Мощные советские силы, состоящие из коммунистов… Комиссарский десант…
Прямо скажем, здорово приврали гитлеровцы, сказав такое. Что в десанте участвовали лишь добровольцы — это да, чистейшая правда. Правда и то, что большинство десантников были комсомольцами. Но капитан Исаев и еще двадцать семь человек из его роты не только в партии, даже в комсомоле не состояли. Да они посчитали бы себя счастливейшими людьми, если бы имели право в полный голос назвать себя коммунистами!
Не пришла действенная помощь к десантникам. Зато фашисты к рассвету подтянули к Петергофу внушительные силы, в том числе и танки. И опять, добившись огромного превосходства в силах, фашистское командование не бросило свои войска немедленно в лобовую атаку, оно повело планомерное наступление вдоль берега Финского залива. Чтобы отрезать от него десантников, окружить и уничтожить их в старинном парке. И окружили. Так окружили, что казалось, будто никто из десантников не сможет выскользнуть отсюда.
Увидев фашистские танки на аллеях парка между его ротой и серовато-свинцовой водой Финского залива, капитан Исаев понял, что их полк не сможет решить свою задачу — срубить вражеский клинышек, острием своим воткнувшийся в залив, что лишь одиночкам из них, десантников, выпадет счастье выбраться отсюда.
Поставил ли гибель десанта в вину новому командующему Ленинградским фронтом? Даже мысли о чем-то подобном не позволил народиться: знал, что на войне самый верный расчет может прахом пойти из-за какой-нибудь кажущейся мелочи, которую при разработке операции в мощнейшую лупу углядеть невозможно.
Стало ли страшно, когда осознал, что смерть к нему сейчас так близка? Нет, страха не было. А вот большая тревога заполнила душу. Тревога за судьбу Ленинграда и вообще всей Родины. Угроза, нависшая над ними, была во много раз весомее того, что могло случиться с ним, капитаном Исаевым, с каждым из его бойцов. Потому, поняв главное, капитан Исаев и поставил перед собой вполне конкретную и посильную задачу: сегодня, пока еще жив, постараться убить как можно больше гитлеровцев. И он стал стрелять вовсе скупо, лишь наверняка.
7
Злой западный ветер, разгулявшийся вчерашней ночью, все еще не потерял силы, и обрывки косматых черных туч, почти касаясь вершин раскачивающихся деревьев, в панике неслись на восток, где сторожко спал (или только притворялся спящим?) огромный город, оказавшийся в блокаде.
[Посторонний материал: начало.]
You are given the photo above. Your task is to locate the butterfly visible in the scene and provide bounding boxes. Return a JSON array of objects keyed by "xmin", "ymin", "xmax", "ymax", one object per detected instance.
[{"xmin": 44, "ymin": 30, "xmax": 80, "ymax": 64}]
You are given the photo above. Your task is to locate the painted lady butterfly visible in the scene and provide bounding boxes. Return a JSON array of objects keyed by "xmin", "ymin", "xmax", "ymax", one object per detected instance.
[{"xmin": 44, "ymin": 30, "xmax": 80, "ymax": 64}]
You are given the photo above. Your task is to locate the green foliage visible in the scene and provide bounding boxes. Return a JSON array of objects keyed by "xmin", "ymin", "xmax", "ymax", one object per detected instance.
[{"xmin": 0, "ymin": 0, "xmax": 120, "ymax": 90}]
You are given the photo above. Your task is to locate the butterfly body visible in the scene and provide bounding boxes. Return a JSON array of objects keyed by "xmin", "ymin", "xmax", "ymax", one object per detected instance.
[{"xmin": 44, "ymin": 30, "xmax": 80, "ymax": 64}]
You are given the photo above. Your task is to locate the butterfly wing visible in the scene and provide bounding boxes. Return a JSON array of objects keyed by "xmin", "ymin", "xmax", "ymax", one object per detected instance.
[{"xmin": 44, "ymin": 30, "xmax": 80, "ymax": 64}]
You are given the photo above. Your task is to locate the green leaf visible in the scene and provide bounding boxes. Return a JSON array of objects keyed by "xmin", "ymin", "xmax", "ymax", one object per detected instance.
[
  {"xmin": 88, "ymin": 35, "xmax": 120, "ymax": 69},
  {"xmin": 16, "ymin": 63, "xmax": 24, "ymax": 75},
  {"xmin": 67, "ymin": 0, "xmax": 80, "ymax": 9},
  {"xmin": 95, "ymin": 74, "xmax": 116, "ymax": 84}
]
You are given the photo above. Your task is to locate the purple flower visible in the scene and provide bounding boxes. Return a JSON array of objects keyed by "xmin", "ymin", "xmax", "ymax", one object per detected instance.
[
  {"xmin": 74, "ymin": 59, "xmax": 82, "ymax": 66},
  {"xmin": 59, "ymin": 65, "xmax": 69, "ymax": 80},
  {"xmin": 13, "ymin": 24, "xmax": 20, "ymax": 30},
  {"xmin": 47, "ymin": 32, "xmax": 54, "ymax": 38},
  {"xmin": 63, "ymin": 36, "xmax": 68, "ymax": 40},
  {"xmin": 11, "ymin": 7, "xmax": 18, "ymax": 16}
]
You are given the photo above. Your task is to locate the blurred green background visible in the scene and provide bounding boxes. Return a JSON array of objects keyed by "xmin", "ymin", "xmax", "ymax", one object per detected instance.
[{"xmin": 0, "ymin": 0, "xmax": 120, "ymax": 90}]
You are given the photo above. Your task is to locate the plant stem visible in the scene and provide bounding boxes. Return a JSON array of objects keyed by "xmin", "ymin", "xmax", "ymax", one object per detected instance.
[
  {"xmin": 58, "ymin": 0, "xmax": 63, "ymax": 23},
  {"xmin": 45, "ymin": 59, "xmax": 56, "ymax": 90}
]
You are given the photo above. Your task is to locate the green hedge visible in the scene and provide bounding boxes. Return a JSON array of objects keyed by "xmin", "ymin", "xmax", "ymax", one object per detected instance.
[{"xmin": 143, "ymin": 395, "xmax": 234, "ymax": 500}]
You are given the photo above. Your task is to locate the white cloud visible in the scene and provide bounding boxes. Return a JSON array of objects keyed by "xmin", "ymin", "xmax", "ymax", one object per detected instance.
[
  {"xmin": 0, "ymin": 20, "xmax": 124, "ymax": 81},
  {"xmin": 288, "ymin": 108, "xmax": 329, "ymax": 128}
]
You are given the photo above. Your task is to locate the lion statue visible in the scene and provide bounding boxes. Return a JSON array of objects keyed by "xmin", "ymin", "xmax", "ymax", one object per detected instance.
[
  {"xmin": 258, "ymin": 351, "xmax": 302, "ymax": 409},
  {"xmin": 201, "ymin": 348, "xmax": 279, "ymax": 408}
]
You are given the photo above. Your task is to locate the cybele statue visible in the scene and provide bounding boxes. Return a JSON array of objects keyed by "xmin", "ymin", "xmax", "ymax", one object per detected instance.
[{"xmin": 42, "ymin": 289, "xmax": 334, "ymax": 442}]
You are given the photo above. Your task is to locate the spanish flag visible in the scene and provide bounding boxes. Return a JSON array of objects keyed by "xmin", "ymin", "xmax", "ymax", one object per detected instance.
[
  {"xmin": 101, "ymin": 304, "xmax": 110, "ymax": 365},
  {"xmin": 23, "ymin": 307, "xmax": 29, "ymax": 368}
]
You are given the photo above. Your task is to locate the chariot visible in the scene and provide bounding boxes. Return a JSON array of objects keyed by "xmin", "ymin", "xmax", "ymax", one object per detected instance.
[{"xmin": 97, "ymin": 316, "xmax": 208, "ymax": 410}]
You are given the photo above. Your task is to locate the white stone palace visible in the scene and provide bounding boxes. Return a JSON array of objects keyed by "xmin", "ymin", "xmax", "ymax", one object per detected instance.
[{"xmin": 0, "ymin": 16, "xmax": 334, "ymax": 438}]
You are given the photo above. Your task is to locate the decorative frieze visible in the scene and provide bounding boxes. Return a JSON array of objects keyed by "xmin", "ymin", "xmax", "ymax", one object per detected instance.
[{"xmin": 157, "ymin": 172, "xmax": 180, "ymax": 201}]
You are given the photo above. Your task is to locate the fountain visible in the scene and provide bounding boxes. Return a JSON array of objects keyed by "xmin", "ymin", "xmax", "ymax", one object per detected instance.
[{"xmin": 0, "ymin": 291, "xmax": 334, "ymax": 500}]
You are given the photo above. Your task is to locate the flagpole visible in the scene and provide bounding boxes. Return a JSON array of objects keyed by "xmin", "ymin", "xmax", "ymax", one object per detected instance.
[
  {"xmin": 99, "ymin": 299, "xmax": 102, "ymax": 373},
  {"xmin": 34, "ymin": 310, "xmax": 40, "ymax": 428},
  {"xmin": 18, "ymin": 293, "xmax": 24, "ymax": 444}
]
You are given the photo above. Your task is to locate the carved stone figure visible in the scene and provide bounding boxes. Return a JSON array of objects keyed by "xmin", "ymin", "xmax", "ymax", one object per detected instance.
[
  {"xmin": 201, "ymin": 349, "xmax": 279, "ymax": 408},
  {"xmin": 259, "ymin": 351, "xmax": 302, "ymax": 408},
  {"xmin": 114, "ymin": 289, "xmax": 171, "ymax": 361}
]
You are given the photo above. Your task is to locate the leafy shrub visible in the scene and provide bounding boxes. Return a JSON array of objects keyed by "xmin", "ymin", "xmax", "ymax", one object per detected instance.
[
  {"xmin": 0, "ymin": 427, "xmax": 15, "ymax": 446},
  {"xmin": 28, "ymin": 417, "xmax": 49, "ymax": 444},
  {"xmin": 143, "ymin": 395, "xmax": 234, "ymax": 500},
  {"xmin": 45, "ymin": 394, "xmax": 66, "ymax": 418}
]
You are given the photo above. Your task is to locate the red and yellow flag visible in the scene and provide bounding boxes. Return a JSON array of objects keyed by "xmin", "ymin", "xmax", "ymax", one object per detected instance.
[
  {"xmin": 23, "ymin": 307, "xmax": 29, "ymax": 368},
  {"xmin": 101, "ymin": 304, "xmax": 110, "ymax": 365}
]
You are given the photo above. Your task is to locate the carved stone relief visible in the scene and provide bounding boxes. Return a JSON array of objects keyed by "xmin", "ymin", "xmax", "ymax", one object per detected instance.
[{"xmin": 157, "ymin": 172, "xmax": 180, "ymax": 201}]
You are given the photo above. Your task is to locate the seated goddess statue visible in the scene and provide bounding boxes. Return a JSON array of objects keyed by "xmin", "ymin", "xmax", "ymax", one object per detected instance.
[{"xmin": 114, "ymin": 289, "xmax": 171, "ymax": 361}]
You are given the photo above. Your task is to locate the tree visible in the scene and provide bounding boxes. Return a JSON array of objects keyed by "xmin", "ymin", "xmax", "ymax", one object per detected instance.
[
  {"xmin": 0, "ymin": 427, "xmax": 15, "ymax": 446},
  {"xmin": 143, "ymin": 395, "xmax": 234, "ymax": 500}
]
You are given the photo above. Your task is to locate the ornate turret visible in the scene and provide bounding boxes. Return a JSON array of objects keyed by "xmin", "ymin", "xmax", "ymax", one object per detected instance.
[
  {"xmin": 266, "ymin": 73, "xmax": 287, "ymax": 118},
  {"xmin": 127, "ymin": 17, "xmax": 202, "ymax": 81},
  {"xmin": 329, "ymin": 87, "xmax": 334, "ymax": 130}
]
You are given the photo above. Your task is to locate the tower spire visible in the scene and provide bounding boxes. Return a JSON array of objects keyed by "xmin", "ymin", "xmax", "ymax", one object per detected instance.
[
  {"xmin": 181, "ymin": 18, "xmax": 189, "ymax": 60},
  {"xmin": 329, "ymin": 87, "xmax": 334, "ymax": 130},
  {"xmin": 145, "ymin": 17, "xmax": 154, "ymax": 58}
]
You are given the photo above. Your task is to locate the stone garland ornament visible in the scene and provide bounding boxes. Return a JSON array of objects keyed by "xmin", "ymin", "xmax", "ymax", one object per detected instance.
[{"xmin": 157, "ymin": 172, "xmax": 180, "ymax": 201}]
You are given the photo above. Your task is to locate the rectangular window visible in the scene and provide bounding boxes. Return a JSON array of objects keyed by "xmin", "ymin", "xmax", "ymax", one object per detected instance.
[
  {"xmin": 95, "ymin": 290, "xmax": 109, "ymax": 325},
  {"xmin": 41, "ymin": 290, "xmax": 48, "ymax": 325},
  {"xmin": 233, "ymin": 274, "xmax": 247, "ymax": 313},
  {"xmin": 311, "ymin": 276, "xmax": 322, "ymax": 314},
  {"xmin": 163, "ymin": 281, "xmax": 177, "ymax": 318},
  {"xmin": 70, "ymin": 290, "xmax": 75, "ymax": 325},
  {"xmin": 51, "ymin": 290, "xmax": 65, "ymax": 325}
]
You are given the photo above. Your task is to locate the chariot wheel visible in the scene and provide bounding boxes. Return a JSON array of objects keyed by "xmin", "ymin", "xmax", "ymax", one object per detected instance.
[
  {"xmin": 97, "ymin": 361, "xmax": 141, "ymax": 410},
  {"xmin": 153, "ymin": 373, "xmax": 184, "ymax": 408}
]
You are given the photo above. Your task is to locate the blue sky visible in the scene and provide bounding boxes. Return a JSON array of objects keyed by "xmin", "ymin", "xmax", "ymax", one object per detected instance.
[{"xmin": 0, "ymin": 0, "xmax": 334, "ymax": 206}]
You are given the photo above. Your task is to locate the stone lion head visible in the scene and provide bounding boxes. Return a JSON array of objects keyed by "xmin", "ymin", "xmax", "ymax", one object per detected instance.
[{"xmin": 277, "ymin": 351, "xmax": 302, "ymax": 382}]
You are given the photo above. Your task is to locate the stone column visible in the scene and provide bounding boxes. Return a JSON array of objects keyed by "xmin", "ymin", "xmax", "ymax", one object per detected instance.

Весь Финский залив — насколько видели глаза — в ершистых волнах. И еще примета сегодняшней ночи — свирепый косой дождь. Он безжалостно хлещет по лицу, будто норовит ослепить, если и не навсегда, то уж на несколько самых нужных минут — наверняка. Холодно так, что не спасает даже шинель. Невольно хочется перестать верить, что еще дня четыре назад здесь была самая нормальная осень, а не сегодняшнее предзимье.
Солдат Карпов, прозванный товарищами Трижды Рыба, чтобы хоть самую малость уберечься от пронизывающего холода и секущего дождя, как только заступил в наряд, поднял воротник шинели и за ним прячет свое лицо. Он с напарником бредет по береговой кромке Финского залива. У самой воды. Оставляя на мокром песке отчетливые следы, которые скоро и обязательно начисто смоет очередная волна. Карпов и его напарник — дозор. Им приказано обязательно увидеть все, что волны выбросят на этот участок берега. Увидеть и непременно доложить начальству: иной раз простой обломок самой вроде бы обыкновенной доски может об очень многом рассказать.
Уже третий час они мерили шагами безлюдный берег, но только и видели рваные черные тучи, убегающие от войны на восток, да волны, упрямо разбивающиеся о песок этого недавнего пляжа, где в воскресные дни еще несколько месяцев назад было тесно от беззаботной детворы и счастливых матерей. Настолько все это — и черные рваные тучи, и косматые волны — надоело, что солдат Карпов, старший наряда, не всматривался во взлохмаченную ветром воду, а лишь скользил по ней почти равнодушными глазами. И все равно он первый увидел, как вдруг, казалось из самой морокой пены, возникли три человека. Они не крались, сжимая в руках оружие. У них едва хватало сил, чтобы стоять, поддерживая, подпирая друг друга; их автоматы, про которые эти люди, похоже, вообще забыли, лишним грузом болтались на груди своих хозяев.